Leçon de choses municipales n°3 Handicap : une politique globale pour l’égalité

Comme le disait Pierre Laroque, le père de la sécurité sociale en France : « une société se juge à la façon dont elle traite les plus fragiles de ses membres ». Ce principe, au coeur d’une République authentique, doit inspirer la cellule de base de la République que constitue la Commune. Et parmi les plus fragiles, les personnes en situation de handicap sont particulièrement concernées. Cela suppose la mise en place de mesures spécifiques pour ces personnes. L’action sociale dans ce domaine est transversale et touche toutes les sphères de la vie.

Qu’est-ce que le handicap ? Il est généralement défini par une déficience physique, psychique, et ce par rapport à un critère de normalité. Il est plus ou moins prononcé. Il est inné ou acquis à la suite d’un accident de la vie. Cette définition par trop essentialiste ne rend pas compte du fond du problème. Nous préférons une approche relationnelle du handicap. Une déficience physique ou psychique ne se vit pas de la même manière selon la société dans laquelle on est, selon la façon dont les autorités et les gens « normaux » regardent votre différence et la traitent. D’ailleurs, d’un certain point de vue, la grande majorité de la population est toujours en décalage par rapport à la norme dominante de la société. Parfois, dans des proportions faibles mais qui peuvent être vécus douloureusement ; d’autant que la maladie et la vieillesse peuvent produire des handicaps. Le handicap n’est donc pas seulement une situation mais aussi un processus.

De cette vision relationnelle du handicap, en découle une politique sociale adaptée qui doit permettre à toutes les personnes en situation de handicap, quel que soit le degré et la nature de leur handicap, de se vivre pleinement citoyen, à égalité de droits avec tous les autres.

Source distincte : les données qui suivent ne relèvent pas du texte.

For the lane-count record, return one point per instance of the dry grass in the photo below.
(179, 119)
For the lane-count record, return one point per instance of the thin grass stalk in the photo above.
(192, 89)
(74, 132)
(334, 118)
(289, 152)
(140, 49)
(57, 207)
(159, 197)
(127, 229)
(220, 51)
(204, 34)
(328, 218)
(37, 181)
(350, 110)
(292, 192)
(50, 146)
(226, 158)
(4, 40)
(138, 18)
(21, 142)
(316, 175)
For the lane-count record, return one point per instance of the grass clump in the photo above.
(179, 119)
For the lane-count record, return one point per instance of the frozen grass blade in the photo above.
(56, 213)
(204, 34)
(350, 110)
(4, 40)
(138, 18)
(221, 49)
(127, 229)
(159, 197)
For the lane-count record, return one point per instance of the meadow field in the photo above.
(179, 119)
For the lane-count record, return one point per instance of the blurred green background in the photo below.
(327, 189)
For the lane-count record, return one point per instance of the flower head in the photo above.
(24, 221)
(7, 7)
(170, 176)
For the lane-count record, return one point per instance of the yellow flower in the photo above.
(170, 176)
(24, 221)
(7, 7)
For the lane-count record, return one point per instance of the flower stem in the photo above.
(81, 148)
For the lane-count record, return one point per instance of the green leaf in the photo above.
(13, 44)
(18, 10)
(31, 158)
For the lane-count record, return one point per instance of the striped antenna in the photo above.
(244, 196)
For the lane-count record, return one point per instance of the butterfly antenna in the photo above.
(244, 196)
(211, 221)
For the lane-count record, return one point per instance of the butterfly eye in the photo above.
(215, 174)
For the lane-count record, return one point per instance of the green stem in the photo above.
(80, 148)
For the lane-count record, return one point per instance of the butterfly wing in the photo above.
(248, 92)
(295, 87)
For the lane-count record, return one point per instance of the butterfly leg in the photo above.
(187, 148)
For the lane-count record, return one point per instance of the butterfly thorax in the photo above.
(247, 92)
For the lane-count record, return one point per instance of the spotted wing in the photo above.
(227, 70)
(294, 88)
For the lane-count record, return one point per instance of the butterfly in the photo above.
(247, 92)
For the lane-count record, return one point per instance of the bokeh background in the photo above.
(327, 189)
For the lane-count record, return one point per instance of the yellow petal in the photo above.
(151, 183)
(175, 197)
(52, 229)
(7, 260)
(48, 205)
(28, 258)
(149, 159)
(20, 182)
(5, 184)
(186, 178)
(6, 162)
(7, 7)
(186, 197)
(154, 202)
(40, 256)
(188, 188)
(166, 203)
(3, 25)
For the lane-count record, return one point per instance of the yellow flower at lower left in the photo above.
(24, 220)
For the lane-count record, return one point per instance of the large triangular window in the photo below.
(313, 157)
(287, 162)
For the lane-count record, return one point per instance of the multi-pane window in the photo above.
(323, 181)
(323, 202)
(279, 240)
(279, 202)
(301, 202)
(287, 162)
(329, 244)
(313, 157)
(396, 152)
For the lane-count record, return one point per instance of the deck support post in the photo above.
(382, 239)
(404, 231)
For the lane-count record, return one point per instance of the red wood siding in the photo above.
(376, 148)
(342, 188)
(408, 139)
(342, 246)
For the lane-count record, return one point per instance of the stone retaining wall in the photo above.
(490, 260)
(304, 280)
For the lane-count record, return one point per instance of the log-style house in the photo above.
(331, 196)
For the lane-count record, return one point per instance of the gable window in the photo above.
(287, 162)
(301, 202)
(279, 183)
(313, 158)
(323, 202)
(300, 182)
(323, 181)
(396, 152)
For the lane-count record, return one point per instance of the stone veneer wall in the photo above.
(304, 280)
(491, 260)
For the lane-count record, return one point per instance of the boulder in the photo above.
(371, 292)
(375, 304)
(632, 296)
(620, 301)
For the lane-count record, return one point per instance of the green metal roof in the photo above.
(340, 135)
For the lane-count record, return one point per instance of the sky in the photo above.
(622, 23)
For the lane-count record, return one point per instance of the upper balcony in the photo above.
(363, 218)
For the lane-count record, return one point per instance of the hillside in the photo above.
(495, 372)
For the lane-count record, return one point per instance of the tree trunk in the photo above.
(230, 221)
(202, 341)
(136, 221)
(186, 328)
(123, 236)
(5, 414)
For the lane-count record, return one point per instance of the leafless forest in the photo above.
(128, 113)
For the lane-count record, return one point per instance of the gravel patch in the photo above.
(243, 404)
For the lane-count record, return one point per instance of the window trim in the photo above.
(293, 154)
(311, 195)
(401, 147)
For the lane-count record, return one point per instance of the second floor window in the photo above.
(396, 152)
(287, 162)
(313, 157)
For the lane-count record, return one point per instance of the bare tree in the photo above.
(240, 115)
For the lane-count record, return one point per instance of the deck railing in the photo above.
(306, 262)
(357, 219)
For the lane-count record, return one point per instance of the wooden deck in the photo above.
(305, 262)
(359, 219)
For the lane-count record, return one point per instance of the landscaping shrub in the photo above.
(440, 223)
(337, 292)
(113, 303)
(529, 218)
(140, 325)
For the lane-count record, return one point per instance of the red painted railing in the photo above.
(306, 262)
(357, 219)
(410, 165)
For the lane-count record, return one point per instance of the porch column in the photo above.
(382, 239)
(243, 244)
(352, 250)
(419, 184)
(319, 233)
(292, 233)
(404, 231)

Pour cela, il faut transformer la relation sociale, en participant à la lutte contre toutes les inégalités.

C’est cette conception qui a inspiré notre action publique depuis 12 ans que je vais maintenant détailler. 

Handicap et Mobilité 

L’adaptation des voiries avec des trottoirs accessibles, des places de stationnement réservées, des voies douces, des accès adaptés dans les transports en commun… nécessite des investis­sements systématiques et continus. Depuis 2008, les 15 millions d’euros qui ont été consacrés à la réfection des principales voiries de la Commune ont systématiquement intégré des mesures adaptées. Par exemple, nous sommes passés de zéro à quatorze kilomètres de voies douces.

Depuis 2016, nous avons lancé un programme, validé par les services de l’État, de mise aux normes d’accessibilité des anciens locaux municipaux. Cet investissement constitue une partie prioritaire de notre budget annuel jusqu’en 2020. Les bâtiments neufs (Maison Commune, crèche, Espace Communal du Quartier de la Valsière, EHPAD, école Pierre Soulages…) et les nouveaux espaces publics (comme la place Jean Jaurès par exemple) ont intégré des facilités d’accès pour les personnes en situation de handicap.

Handicap et logement

L’aménagement de logements collectifs, privés ou publics, est désormais obligatoire depuis une quinzaine d’années et nous veillons à ce que ces normes soient respectées strictement. Mais il fal­lait aller plus loin en construisant des logements adaptés à des handicaps particuliers. C’est ce qui a été fait dans la résidence « Pavillon Vert » où le foyer d’accueil pour déficients psychiques autonomes « La Bastide » a été financé en 2013 grâce à l’affectation d’une partie de la pénalité pour manque de logements sociaux. Cette pénalité diminue grâce à l’effort entrepris dans ce domaine. En effet, nous sommes passés de 106 logements sociaux en 2010 à 516 en 2019, sans compter les foyers.

La résidence sociale « Omer Drigny » a été livrée en 2014 avec 11 logements adaptés à des per­sonnes âgées et deux pour des adultes polyhandicapés majeurs.

En 2018, nous avons livré la résidence sociale Tony Garnier dans le lotissement « les Ter­rasses de la Valsière » avec trois logements adaptés à des situations particulières de grabellois handicapés.

Nous accompagnons également les personnes qui font des adaptations dans leur logement indi­viduel, soit par une expertise, soit par une subvention exceptionnelle du CCAS pour les ménages à faibles revenus.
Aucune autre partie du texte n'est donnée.